More importantly, Rickert’s understanding of Mitsubishi’s obligations under FAR § 21.3 would effectively gut GARA. If this regulation required aircraft manufacturers to report all differences of opinion, then the failure to report these differences of opinion would constitute a “withholding.” This “withholding,” in turn, would satisfy one of GARA’s exceptions and allow parties to bring suits 20, 30, or 40 years after the manufacture of an aircraft, provided only that: (1) the party produced an article, a letter, or a report stating that the aircraft had been *385poorly or incorrectly designed or manufactured; and (2) the party showed that the manufacturer had not reported the article’s, letter’s, or report’s contentions to the FAA. That is not the law, and neither GABA nor FAR § 21.3 produce such an absurd result.
This issue aside, the Court agrees with Rickert’s contention that Mitsubishi’s discovery conduct has been abysmal. Mitsubishi’s conduct with respect to producing the Vinton letters and a Rule 30(b)(6) witness has been entirely improper. This Court does not and will not tolerate dilatory discovery tactics. In this Court, the general rule is that most discovery should be self-executing, and that the remainder of discovery should be conducted quickly and efficiently. Mitsubishi apparently fails to understand this rule.
The Court is sensitive to Rickert’s allegation that had Mitsubishi not stymied her discovery efforts, she would have been able to present evidence sufficient to defeat Mitsubishi’s summary judgment motion. For this reason, the Court will stay its summary judgment order and allow limited additional discovery.
No later than ten days from this order’s date, Mitsubishi will produce the remaining four “Vinton letters” that it failed to produce before this Court entered its order. If there are any additional letters between Vinton and Nakagawa, Mitsubishi will produce those as well.
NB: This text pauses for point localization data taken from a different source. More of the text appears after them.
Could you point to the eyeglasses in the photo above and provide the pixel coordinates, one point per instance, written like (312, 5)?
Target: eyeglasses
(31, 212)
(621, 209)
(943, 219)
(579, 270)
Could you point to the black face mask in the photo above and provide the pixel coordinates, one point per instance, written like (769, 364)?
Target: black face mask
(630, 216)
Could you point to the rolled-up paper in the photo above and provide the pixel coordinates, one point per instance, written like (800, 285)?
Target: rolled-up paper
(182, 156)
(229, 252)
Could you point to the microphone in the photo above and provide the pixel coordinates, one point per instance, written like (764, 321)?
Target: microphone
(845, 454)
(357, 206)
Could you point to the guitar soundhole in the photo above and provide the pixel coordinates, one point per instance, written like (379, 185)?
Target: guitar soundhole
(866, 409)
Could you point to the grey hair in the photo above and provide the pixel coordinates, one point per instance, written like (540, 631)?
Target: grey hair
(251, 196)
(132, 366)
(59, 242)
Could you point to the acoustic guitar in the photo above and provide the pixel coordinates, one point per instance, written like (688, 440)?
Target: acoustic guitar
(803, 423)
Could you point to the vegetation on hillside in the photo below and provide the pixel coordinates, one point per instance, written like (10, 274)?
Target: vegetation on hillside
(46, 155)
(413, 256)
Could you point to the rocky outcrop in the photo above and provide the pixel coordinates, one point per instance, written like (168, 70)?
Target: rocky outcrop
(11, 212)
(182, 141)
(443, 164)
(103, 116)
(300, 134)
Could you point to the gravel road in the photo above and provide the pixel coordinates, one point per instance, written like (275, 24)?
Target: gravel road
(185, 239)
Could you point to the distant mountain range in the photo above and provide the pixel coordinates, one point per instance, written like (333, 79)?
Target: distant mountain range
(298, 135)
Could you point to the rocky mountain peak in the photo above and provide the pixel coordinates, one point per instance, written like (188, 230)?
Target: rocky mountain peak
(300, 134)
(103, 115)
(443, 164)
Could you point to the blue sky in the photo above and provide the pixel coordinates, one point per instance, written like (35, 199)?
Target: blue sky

Within the same time period, Mitsubishi also must produce its best copy of the Evans letter, and any additional documents it may have concerning Evans and his icing opinions.
No later than twenty days following the date on which it produces these documents, Mitsubishi will produce its Rule 30(b)(6) witness for a deposition in the United States. The Court will not tolerate further discovery disputes caused by Mitsubishi’s stonewalling. This Court will hear all discovery disputes from this point forward, and will not hesitate to sanction any party who fails to comply with the discovery rules and this Court’s orders.
The Court therefore ORDERS that its summary judgment order is stayed pending the limited additional discovery set forth in this order. The additional discovery should be complete no later than thirty days from this order’s date. Rickert has ten days from the date on which she completes her additional discovery to file a supplemental response to Mitsubishi’s summary judgment motion. Rickert will serve her supplemental response on Mitsubishi by facsimile, and Mitsubishi will have five days from that date in which to respond.